National Proposal Day: NGU proposal stories to make you swoon

Emily Artus, Staff Writer

At North Greenville University, love and pollen are alike in one way: they’re everywhere in the spring. And for National Proposal Day on March 20, the NGU family shares proposal stories.

 Rebekah Pepper and Aaron Harris share their engagement story.

Rebekah Pepper and Aaron Harris share their engagement story.

Rebekah Pepper and Aaron Harris, both senior interdisciplinary majors, met during freshman orientation.

“Both of us felt the Lord leading us to one another,” said Harris. “In the sense that He’s elevating the other person in our minds.”

When considering proposal strategies, Harris rallied help from his and Pepper’s families.

While visiting her grandparents in Georgia, Pepper was sent on a shopping trip, and Harris snuck into town to set up a proposal scene in the backyard.

 “I lined the walkway with flowers,” said Harris. “But not cut flowers, I put flowers in mason jars so we could plant them afterward.”

When Pepper returned, her brothers blindfolded her and led her to a surprise in the backyard. When her blindfold was removed, Pepper saw Harris standing in the yard, and then he proposed.

When she returned to NGU, Pepper planted the flowers Harris had bought.

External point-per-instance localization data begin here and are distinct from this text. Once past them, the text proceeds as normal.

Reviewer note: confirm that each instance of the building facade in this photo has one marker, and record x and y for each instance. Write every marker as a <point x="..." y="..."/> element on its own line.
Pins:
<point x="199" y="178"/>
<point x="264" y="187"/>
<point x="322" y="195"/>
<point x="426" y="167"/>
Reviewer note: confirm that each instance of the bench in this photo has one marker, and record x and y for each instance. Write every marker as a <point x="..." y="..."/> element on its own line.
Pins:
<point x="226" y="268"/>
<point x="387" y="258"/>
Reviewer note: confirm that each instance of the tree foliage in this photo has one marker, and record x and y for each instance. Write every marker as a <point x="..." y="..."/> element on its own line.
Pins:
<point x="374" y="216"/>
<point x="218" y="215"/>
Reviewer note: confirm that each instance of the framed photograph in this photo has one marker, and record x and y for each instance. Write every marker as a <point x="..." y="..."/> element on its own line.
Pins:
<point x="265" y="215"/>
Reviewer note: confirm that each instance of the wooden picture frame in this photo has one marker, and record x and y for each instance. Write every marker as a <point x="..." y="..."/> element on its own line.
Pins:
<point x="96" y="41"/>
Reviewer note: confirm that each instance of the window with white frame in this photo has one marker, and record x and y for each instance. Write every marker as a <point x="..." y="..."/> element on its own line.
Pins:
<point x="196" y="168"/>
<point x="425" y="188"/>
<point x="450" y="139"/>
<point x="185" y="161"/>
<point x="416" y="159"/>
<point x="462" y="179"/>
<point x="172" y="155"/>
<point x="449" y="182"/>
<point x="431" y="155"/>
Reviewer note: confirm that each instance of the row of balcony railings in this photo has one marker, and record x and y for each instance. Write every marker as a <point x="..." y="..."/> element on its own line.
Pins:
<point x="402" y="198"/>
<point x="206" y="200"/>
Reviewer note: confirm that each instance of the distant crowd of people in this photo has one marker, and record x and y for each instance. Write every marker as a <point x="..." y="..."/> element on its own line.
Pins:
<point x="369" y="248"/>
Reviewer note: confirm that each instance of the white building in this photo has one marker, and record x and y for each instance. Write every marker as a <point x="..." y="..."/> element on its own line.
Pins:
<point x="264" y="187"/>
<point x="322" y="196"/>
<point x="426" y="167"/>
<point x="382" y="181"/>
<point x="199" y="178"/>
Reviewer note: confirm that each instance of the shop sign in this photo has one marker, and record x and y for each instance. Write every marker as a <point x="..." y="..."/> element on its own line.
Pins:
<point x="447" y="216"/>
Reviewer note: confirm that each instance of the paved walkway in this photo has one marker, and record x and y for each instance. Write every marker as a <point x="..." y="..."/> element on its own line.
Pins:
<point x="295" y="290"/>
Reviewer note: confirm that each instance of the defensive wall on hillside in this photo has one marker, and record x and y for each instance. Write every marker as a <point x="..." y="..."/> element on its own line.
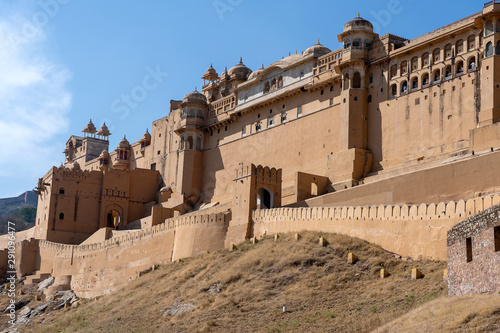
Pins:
<point x="474" y="254"/>
<point x="418" y="231"/>
<point x="98" y="268"/>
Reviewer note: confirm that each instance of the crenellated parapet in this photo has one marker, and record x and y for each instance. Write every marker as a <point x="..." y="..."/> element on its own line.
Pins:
<point x="410" y="230"/>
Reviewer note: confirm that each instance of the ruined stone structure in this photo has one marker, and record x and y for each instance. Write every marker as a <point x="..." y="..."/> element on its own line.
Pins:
<point x="474" y="254"/>
<point x="387" y="139"/>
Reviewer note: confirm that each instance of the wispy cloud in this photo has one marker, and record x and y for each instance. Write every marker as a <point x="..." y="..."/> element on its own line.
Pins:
<point x="34" y="103"/>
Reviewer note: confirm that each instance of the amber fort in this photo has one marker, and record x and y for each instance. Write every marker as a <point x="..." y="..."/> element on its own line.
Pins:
<point x="391" y="140"/>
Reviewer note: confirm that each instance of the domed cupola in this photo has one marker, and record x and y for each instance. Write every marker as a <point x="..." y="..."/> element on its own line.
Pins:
<point x="194" y="97"/>
<point x="318" y="50"/>
<point x="358" y="23"/>
<point x="224" y="76"/>
<point x="256" y="73"/>
<point x="104" y="159"/>
<point x="145" y="141"/>
<point x="240" y="71"/>
<point x="90" y="129"/>
<point x="122" y="154"/>
<point x="210" y="74"/>
<point x="103" y="132"/>
<point x="358" y="34"/>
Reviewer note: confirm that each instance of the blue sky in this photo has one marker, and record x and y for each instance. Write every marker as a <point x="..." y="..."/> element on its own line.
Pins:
<point x="65" y="61"/>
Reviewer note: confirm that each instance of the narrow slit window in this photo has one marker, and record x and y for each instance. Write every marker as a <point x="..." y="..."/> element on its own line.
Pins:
<point x="468" y="245"/>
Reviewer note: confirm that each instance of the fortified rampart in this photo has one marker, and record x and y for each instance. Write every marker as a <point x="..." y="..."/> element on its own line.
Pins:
<point x="98" y="268"/>
<point x="418" y="231"/>
<point x="474" y="254"/>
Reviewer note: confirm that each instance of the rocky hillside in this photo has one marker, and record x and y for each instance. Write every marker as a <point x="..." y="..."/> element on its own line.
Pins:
<point x="285" y="285"/>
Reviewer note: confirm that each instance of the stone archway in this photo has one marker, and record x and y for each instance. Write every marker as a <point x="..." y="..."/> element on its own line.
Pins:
<point x="113" y="219"/>
<point x="265" y="199"/>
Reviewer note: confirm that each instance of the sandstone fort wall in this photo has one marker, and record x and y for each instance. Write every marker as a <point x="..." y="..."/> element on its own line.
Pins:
<point x="418" y="231"/>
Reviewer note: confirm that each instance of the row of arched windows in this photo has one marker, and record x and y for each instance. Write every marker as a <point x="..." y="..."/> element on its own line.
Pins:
<point x="357" y="43"/>
<point x="191" y="113"/>
<point x="273" y="85"/>
<point x="488" y="51"/>
<point x="188" y="143"/>
<point x="425" y="79"/>
<point x="425" y="59"/>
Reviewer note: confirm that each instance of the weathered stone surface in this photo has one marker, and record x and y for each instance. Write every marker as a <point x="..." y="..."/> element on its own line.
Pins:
<point x="45" y="284"/>
<point x="473" y="256"/>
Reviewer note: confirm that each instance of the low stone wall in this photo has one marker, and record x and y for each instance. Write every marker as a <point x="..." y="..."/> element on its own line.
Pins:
<point x="418" y="231"/>
<point x="474" y="254"/>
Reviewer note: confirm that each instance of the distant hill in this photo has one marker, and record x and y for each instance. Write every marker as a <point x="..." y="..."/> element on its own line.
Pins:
<point x="21" y="210"/>
<point x="9" y="206"/>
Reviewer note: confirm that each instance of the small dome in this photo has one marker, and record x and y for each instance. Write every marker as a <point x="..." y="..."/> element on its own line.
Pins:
<point x="124" y="144"/>
<point x="195" y="97"/>
<point x="90" y="128"/>
<point x="146" y="136"/>
<point x="224" y="76"/>
<point x="318" y="50"/>
<point x="358" y="23"/>
<point x="104" y="154"/>
<point x="210" y="73"/>
<point x="104" y="131"/>
<point x="256" y="73"/>
<point x="166" y="189"/>
<point x="240" y="71"/>
<point x="76" y="166"/>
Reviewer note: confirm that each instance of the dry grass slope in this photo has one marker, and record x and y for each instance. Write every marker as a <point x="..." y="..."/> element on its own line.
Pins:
<point x="245" y="291"/>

“Before the cold came in, I collected all the seeds,” said Pepper. “So hopefully, wherever we live, we’ll be able to plant those seeds.”

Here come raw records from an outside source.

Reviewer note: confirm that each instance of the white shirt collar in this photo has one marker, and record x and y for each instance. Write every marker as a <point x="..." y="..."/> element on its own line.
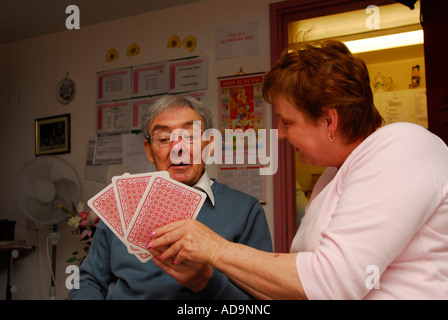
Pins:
<point x="205" y="184"/>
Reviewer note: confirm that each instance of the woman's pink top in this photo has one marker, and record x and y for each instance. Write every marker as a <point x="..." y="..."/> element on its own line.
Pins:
<point x="377" y="228"/>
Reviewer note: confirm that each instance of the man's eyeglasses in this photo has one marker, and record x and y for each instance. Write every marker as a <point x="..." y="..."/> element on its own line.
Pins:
<point x="166" y="138"/>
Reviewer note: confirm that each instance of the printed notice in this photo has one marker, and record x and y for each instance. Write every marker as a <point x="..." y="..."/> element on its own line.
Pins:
<point x="114" y="117"/>
<point x="114" y="85"/>
<point x="150" y="79"/>
<point x="139" y="108"/>
<point x="237" y="40"/>
<point x="189" y="74"/>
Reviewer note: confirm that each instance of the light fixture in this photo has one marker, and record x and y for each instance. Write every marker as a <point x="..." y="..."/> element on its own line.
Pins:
<point x="386" y="42"/>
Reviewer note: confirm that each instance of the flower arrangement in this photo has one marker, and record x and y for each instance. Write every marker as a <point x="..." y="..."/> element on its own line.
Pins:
<point x="84" y="224"/>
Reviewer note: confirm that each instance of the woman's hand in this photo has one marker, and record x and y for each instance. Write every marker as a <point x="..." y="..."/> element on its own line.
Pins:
<point x="187" y="240"/>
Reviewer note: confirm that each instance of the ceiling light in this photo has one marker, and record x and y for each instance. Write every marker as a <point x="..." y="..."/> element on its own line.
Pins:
<point x="386" y="42"/>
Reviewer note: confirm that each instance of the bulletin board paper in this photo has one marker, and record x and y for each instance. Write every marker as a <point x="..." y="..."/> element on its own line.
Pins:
<point x="114" y="85"/>
<point x="150" y="79"/>
<point x="189" y="74"/>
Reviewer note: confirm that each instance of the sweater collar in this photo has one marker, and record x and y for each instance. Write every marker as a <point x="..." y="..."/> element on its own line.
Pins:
<point x="205" y="184"/>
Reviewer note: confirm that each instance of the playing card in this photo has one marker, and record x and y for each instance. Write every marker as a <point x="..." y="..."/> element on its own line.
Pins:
<point x="164" y="200"/>
<point x="129" y="190"/>
<point x="136" y="204"/>
<point x="105" y="207"/>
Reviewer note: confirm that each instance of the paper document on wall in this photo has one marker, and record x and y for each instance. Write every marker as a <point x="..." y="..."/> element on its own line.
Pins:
<point x="134" y="154"/>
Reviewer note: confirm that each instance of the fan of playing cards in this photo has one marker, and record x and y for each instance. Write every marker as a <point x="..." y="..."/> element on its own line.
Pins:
<point x="133" y="205"/>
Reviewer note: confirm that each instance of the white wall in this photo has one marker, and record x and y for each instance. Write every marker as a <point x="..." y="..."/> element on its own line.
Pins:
<point x="31" y="69"/>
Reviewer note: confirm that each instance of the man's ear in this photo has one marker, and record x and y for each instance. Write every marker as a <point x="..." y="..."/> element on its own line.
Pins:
<point x="148" y="151"/>
<point x="331" y="117"/>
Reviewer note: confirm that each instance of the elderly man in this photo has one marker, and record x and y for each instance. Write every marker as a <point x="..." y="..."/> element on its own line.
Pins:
<point x="110" y="272"/>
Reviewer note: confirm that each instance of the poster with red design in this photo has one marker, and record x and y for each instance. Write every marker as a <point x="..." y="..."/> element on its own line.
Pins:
<point x="242" y="104"/>
<point x="242" y="107"/>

 Mary Nance Joseph recounts how her husband proposed to her.

Mary Nance Joseph recounts how her husband proposed to her.

American Sign Language instructor Mary Nance Joseph met Josh Joseph, her husband, at Lenoir Rhyne University.

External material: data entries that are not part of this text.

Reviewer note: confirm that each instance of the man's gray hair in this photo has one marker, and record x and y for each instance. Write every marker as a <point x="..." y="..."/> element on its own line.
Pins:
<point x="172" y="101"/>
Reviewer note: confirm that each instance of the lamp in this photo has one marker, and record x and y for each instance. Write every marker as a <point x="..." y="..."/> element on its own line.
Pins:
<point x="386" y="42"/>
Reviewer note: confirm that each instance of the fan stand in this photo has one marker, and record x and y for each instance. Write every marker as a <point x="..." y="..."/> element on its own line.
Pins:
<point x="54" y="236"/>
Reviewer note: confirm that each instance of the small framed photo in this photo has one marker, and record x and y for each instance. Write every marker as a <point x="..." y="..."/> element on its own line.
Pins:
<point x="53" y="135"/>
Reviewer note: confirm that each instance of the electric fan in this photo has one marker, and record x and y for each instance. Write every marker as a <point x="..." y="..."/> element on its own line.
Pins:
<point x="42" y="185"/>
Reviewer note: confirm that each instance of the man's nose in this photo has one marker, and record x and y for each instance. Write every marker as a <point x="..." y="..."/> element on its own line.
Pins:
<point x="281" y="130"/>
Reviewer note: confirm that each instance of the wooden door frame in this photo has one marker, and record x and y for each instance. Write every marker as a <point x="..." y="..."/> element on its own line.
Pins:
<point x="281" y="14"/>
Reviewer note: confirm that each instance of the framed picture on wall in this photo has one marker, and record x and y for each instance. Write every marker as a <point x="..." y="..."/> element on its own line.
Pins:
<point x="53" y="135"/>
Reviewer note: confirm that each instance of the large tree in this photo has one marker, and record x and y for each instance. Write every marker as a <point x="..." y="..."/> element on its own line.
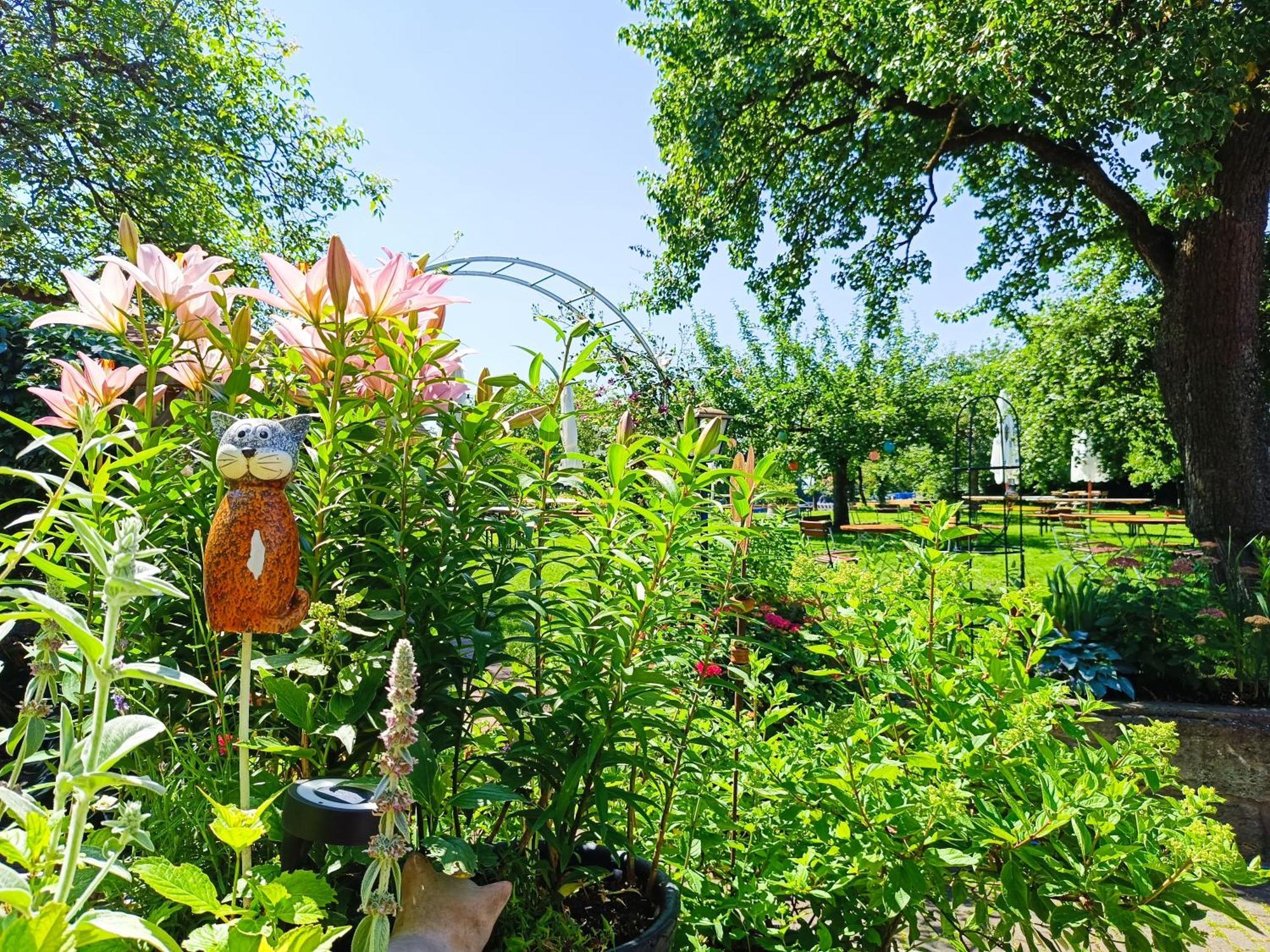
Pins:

After getting to know each other while hanging out with friends, Joseph said she realized she liked him and wanted him to know.

“I came up to him at his dorm,” said Joseph. “I told him I’d like to see if we could go out. He was shocked because I asked him first, but he liked it.”

The two began dating, and in 1999, Joseph visited her then-boyfriend in Ohio. Joseph said her boyfriend wanted to show her his church, but on the way, the car broke down.

“I could tell by his facial expression something was going on,” Joseph said. “And I saw he was disappointed by his car.”

Returning to his mother’s apartment, her boyfriend put on a television show, and Joseph went to the bathroom. When she exited, she saw her future husband standing down the hallway.

“He was smiling,” said Joseph. “And he got down on his knees. Of course, I accepted.”

Later, Joseph said her husband explained his earlier disappointment.

“He confessed that the reason he was disappointed was because he wanted to propose to me in front of the church,” said Joseph. “He was not disappointed by the car. He didn’t care about the car!”

And as for the ring, the pair took a nontraditional route.

“He didn’t have money for an engagement ring yet,” said Joseph. “He knows I like ’70s hippies so he gave me a friendship ring from the ’70s.”

 Brianna Gibson and Jacob Bradford's proposal went off with a hitch.

Brianna Gibson and Jacob Bradford's proposal went off with a hitch.

Brianna Gibson, a junior early childhood education major, and Jacob Bradford, a junior music education major, met in their high school orchestra and began dating. The high school sweethearts joined the NGU family, and after five years of dating, the pair began to discuss an engagement.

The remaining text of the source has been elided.